When we got home, I started researching recipes and found not only crepe recipes, but their close relative, Bavarian Pancakes. I was so excited to make them for my two boys and how disappointed I was when they didn’t like them. How could this be?

I made them for the first time in a very long time the other night and my husband had never had them. Lucky for me (and him) he liked them. So here’s the recipe with the WW points on my plan. The original recipe I used is from

Grandma’s Pancakes

4 eggs beaten (0 points)
2 cups milk (12 points whole milk)
1 1/2 cups flour (18 points)
2 Tablespoons vegetable oil (12 points)
1/2 teaspoon salt (0 points)
2 Tablespoons sugar (6 points

Mix all ingredients together in a medium-size bowl.
Heat vegetable oil or butter in a skillet (the size of the skillet and the amount of batter you pour in will dictate the thickness of your pancake).
Pour about 1/2 cup mix into the hot skillet and cook until almost done.
Turn over and fry until light brown.
Serve flat (I do it this way) or rolled up and topped with your favorite pancake toppings.

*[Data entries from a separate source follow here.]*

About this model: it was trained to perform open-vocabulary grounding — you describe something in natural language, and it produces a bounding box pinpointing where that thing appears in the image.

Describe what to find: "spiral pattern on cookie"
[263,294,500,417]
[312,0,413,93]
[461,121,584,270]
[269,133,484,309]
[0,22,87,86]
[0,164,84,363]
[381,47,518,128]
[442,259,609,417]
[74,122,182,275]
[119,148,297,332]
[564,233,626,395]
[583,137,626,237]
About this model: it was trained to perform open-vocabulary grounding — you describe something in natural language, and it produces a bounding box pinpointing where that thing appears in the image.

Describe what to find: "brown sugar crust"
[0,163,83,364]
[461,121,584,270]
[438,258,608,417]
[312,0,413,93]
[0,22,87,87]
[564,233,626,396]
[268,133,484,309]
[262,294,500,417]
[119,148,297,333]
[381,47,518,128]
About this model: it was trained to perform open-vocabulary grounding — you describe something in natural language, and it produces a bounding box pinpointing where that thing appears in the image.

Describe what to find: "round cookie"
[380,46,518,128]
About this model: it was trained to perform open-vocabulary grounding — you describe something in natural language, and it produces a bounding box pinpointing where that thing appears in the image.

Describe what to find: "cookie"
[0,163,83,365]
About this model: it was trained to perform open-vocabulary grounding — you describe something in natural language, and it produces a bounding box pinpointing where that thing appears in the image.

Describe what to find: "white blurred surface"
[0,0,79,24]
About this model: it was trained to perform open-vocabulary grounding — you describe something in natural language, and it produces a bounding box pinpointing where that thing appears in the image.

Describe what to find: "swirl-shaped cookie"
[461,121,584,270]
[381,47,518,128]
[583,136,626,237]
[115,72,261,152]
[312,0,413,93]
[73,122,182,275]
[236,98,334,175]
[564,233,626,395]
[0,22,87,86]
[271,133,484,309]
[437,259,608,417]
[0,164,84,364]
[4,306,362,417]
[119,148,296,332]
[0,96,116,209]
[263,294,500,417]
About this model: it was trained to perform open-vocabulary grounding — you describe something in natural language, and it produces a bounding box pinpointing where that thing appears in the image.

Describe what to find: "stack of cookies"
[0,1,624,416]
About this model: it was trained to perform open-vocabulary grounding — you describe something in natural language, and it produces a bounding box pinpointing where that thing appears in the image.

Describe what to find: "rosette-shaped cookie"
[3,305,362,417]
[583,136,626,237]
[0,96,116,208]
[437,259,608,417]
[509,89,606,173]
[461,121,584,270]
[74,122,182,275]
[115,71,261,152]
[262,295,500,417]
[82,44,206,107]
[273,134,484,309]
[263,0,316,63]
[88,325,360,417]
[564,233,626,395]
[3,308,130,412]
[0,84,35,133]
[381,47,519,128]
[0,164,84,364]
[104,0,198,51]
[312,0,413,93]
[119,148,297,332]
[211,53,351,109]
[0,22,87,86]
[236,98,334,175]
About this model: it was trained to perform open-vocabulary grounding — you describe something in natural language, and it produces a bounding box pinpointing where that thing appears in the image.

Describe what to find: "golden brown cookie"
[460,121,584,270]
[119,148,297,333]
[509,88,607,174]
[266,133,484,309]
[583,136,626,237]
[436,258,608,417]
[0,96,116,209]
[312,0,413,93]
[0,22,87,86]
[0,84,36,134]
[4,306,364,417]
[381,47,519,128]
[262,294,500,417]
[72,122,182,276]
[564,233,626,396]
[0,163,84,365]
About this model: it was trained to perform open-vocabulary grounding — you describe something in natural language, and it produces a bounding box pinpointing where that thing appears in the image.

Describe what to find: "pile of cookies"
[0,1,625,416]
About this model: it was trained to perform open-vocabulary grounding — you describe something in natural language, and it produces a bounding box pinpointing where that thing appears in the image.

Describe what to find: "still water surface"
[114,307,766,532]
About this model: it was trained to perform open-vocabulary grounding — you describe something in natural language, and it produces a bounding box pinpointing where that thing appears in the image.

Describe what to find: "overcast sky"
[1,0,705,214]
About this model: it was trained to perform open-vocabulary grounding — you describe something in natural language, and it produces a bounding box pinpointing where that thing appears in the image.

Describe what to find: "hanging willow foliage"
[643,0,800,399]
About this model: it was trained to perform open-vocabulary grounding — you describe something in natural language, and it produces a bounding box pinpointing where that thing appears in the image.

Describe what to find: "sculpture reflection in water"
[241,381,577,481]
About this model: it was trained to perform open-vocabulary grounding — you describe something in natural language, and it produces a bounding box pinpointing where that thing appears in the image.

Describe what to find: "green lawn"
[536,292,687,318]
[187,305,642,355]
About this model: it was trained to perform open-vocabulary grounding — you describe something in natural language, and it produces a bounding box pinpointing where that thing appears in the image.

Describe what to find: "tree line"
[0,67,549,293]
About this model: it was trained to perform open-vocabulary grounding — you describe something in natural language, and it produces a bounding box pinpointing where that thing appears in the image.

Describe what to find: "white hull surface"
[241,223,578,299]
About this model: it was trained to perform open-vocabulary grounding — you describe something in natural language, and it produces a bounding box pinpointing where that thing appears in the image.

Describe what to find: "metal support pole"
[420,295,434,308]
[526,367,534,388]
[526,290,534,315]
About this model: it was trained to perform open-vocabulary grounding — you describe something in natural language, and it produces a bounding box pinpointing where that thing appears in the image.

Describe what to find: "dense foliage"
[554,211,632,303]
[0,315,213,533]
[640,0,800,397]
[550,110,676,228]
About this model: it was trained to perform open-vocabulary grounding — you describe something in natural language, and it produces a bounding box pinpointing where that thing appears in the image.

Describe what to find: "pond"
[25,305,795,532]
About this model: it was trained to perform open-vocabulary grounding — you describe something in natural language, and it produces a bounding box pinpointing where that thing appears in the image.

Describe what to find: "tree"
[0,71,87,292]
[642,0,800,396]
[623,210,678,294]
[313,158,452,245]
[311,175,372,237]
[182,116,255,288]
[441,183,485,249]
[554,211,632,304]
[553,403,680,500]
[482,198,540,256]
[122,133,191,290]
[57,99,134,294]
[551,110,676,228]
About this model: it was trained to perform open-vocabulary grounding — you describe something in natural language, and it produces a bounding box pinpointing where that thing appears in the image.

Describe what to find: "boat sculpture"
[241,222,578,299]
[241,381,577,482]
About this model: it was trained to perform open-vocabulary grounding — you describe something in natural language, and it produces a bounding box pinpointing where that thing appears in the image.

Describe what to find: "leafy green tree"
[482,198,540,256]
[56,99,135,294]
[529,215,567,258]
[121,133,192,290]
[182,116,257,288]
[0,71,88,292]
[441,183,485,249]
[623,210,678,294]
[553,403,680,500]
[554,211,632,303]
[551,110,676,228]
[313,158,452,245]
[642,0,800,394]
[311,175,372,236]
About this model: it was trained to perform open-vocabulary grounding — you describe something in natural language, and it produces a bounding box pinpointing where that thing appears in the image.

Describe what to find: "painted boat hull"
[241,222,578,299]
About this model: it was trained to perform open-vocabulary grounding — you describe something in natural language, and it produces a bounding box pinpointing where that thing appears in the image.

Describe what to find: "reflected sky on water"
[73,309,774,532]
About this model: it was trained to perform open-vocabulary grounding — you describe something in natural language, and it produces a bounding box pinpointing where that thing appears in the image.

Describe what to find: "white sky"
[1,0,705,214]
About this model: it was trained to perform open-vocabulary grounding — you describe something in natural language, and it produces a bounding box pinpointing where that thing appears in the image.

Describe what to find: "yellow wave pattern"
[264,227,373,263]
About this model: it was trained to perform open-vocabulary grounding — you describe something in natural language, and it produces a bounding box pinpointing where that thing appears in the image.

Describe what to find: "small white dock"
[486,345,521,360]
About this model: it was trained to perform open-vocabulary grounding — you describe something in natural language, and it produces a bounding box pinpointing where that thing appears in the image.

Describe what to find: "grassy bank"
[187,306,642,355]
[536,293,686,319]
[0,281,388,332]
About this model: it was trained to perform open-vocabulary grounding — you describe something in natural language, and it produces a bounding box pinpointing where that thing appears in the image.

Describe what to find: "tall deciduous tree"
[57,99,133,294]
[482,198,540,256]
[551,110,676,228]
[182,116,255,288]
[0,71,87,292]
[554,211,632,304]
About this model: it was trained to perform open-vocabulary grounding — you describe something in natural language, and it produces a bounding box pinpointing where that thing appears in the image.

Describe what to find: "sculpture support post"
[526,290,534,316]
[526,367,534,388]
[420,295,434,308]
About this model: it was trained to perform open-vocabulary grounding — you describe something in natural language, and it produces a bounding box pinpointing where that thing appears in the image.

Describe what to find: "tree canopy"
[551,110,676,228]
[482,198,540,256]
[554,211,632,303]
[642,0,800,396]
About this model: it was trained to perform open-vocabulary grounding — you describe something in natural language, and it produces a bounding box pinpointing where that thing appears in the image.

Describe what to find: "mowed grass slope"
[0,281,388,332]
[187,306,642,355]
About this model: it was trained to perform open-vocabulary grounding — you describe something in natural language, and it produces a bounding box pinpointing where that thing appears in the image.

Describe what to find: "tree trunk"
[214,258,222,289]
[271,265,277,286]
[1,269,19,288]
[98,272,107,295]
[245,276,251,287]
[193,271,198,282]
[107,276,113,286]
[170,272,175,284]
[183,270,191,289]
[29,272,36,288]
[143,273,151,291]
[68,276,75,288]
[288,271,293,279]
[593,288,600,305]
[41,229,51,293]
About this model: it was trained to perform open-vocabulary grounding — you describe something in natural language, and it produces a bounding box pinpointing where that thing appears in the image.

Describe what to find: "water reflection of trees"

And to add a little more protein, I served mine with another egg cooked in the same pan.

This receipt makes at least six 9″ pancakes, and one is a decent serving. The estimated point value for one pancake is 8 points. The points can be reduced to less than 6 per pancake by substituting lower-fat milk (2% and even less for skim), half the vegetable oil and sugar substitute. Use vegetable spray for frying.